Not much has been written about the sexual attitudes, preferences and practices of Greek women, but there is growing evidence to suggest that they were comfortable to enter into lesbian liaisons while their men were away waging war. The Greek men were away for extended periods of time, at first fighting each other and then fighting the Persians. What else were these women to do? The lyric love poetry of Sappho centred as it was around her male-free existence on the island of Lesbos, suggests that a thriving colony of lesbians existed on the island and they didn’t wear sensible shoes. Sappho was herself from an aristocratic family and besides writing beautiful poetry ran a finishing school for well-bred young women on the beautiful pine-covered slopes of the island. She tutored them in the arts and composed their wedding songs. The affection in her sensual and melodic love songs was directed almost exclusively at females. Love between women was not persecuted then as it was in later centuries.
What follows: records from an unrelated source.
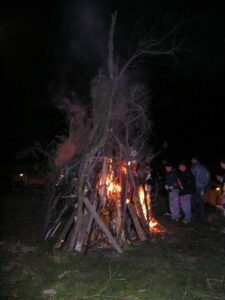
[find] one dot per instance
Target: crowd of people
(186, 189)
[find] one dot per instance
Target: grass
(187, 262)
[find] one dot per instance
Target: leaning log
(137, 225)
(101, 224)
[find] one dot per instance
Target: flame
(141, 193)
(128, 201)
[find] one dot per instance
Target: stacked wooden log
(112, 213)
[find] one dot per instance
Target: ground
(179, 262)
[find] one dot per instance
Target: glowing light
(141, 193)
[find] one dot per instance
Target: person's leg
(185, 202)
(201, 203)
(171, 205)
(176, 205)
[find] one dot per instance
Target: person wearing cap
(171, 185)
(221, 179)
(202, 178)
(186, 183)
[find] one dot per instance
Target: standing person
(202, 178)
(186, 183)
(171, 185)
(221, 179)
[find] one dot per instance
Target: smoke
(83, 44)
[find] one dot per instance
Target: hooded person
(202, 178)
(171, 185)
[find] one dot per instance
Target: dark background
(52, 48)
The homoerotic content of Sappho’s poetry was not condemned at the time. Rather than drawing censure and criticism her art was honoured by Plato who elevated her status from great lyric poet to one of the muses. Solon, the great Athenian ruler, law-maker and a poet himself, heard one of her songs and asked to be taught the song because he said: “I want to learn it and die.”
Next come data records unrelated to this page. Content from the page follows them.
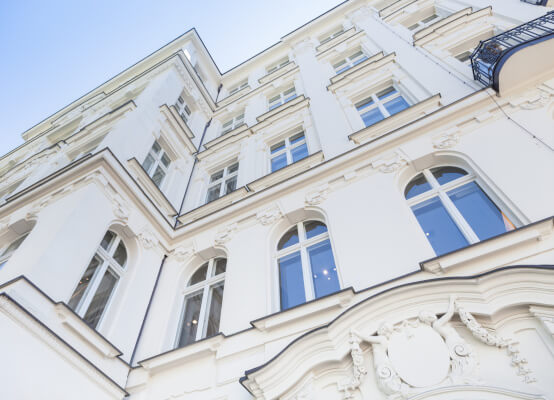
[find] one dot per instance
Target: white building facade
(364, 210)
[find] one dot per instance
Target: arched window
(306, 264)
(96, 286)
(10, 249)
(453, 210)
(203, 301)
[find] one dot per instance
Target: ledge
(277, 73)
(371, 64)
(397, 120)
(150, 188)
(287, 172)
(213, 206)
(179, 126)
Attitudes to sex in ancient Greece were very tolerant and progressive and not shackled within the narrow straitjacket of moral conservatism. One has only to look at the art, poetry, pottery and sculpture of Ancient Greece to get an idea of just how open-minded the Greeks were. A sex scene depicted on an Attic cup from about 480 B.C. shows standing rear entry as the preferred position. Now whether it was for anal or vaginal sex we are not sure. On another Attic wine goblet from around 510 B.C. the late stages of a symposium or banquet are depicted, which has escalated into a full blown orgy with multiple partners, multiple penetrations and oral sex. Other pottery vases show satyrs having an orgy in a vineyard. Although in this instance their actions are homosexual, this does not mean that they were always consistently homosexual. Scholars like Thomas Cahill point out rather, that they were sexually omnivorous and always ready for copulation. There are sculptures showing a satyr tackling a “nymph” with a beautifully shaped bottom who on closer inspection is actually a hermaphrodite. Another sculpture from 200 B.C. shows a phallic dancer while yet another sculpture this time in bronze from the same period shows a masturbating hunchback and a dwarf sporting a massive phallus. The philosopher A.C Grayling makes the point in his book “The Reason of Things” that the modest sized penises on most classical statues were symbols of sexual self-restraint whereas the giant phalluses of the satyrs symbolize an uncontrollable and large sexual appetite. This art rather than being considered offensive or pornographic was viewed as erotica, the telling of the truth or simply put an exploration of what happens in ordinary life.

In ancient Greece sex and religion shared many rituals and lived side by side in peaceful co-existence. It was only when the Graeco Roman world collided with the Judaeo Christian world that the Greek gods started dying and religion gradually became the enemy of sex. As Nietzsche put it: “Christianity gave Eros poison to drink, but he did not die of it, he degenerated into vice.” Or as Mark Twain said: “Nature knows no indecencies; man invents them.” Until then the ancient Greeks, their gods and goddesses lived free of constraints and happily cavorted with each other and with lesser mortals when the mood grabbed them. The recent global survey suggests then that the all encompassing sexual expansiveness of the ancient Greeks 2500 years ago has been passed on down the centuries like a bright flaming torch and is being happily continued by their no-less illustrious descendants, the modern Greeks of today.


Costa Ayiotis
17 November 2005
Pretoria

P.S. If you don’t speak Greek ask a very open-minded Greek friend to translate the meanings of the some of the surnames used in the text for our fictional Greek politicians and eminent Greek academics.